Some thougts on cartesian products

  • Thread starter Christoph Zwerschke
  • Start date
C

Christoph Zwerschke

Steven said:
If you are happy to always return a list of tuples regardless of what the
two operands are, generators make it so easy it is shameful. Even if you
want a special case of two string arguments returning a string, it is
hardly any more difficult:

def cartprod(A, B):
if type(A) == type(B) == str:
convert = lambda obj: "".join(list(obj))
else:
convert = lambda obj: obj # do nothing
for a in A:
for b in B:
yield convert((a, b))

I didn't deny that it's handy; my "imul" example was pretty much the
same. If you don't want to use the a*b syntax, it's a good solution.

-- Christoph
 
B

Bryan Olson

Christoph said:
In Python, it is possible to multiply a string with a number:

'hellohellohello'

Which is really useful.
However, you can't multiply a string with another string:

Traceback (most recent call last):
File "<interactive input>", line 1, in ?
TypeError: can't multiply sequence by non-int

Sometimes I was missing such a feature.
What I expect as the result is the "cartesian product" of the strings.

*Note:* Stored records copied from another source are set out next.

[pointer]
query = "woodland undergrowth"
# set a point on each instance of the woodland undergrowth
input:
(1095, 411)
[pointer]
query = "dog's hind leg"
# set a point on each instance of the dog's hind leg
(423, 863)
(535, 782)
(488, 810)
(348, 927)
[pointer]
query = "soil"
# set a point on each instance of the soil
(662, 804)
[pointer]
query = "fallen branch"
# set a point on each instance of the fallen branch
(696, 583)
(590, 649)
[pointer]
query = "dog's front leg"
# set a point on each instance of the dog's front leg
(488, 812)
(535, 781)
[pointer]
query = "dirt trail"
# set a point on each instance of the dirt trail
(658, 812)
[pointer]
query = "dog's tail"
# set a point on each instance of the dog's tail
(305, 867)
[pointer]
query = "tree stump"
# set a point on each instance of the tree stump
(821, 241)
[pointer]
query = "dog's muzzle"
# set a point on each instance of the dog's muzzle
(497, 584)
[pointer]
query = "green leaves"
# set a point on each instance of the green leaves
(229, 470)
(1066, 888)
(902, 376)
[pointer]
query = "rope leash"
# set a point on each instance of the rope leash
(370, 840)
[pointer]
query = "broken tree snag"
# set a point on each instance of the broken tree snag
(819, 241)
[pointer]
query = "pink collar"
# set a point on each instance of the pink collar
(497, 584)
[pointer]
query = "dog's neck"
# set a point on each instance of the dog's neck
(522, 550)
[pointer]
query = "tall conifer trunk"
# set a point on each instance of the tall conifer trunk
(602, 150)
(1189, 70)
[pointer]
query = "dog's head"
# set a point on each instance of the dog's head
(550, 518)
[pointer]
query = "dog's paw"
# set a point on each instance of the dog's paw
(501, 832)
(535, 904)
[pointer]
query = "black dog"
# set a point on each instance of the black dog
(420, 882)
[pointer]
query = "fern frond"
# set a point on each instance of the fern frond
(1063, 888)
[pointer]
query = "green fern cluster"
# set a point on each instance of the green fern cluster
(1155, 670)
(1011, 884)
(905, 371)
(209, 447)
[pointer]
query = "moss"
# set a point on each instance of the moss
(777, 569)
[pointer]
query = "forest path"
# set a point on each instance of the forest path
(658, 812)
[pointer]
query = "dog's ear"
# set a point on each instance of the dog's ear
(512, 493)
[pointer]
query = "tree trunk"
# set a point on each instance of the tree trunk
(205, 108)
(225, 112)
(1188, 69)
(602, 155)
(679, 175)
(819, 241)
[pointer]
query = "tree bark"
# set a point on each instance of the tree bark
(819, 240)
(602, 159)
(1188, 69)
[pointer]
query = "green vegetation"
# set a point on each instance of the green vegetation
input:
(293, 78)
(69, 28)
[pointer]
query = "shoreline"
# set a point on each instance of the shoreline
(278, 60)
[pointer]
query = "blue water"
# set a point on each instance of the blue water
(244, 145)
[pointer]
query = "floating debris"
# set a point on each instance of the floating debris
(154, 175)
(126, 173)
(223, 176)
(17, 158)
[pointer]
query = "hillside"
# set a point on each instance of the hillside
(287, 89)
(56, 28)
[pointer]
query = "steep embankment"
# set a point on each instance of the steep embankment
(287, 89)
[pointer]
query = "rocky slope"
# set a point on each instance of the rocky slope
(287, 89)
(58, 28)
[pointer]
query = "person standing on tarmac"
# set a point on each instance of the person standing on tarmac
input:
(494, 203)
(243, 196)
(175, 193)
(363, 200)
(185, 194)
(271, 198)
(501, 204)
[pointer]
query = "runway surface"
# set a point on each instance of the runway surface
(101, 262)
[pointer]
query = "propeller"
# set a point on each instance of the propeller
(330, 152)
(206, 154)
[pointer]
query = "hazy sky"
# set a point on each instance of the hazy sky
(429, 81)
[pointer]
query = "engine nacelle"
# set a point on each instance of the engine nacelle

There's no such thing; you'd have to define it first. Are duplicates
significant? Order?

What you seem to want is easy enough:

[a + b for a in 'hello' for b in 'world']

[...]
Cartesian products may be generally interesting for iterables:

And maybe you want the result to be a generator:

(a + b for a in 'hello' for b in 'world')


New language features should be widely useful, and difficult or
awkward to code in Python as it is. All-combinations-of-sequences
is trivial to code and rarely needed.
 
C

Christoph Zwerschke

Bryan said:
What you seem to want is easy enough:
[a + b for a in 'hello' for b in 'world']

Yes, but 'hello'*'world' is easier.

And how would you write '01'**8 ? This should give you all bytes in
binary code.
And maybe you want the result to be a generator:
(a + b for a in 'hello' for b in 'world')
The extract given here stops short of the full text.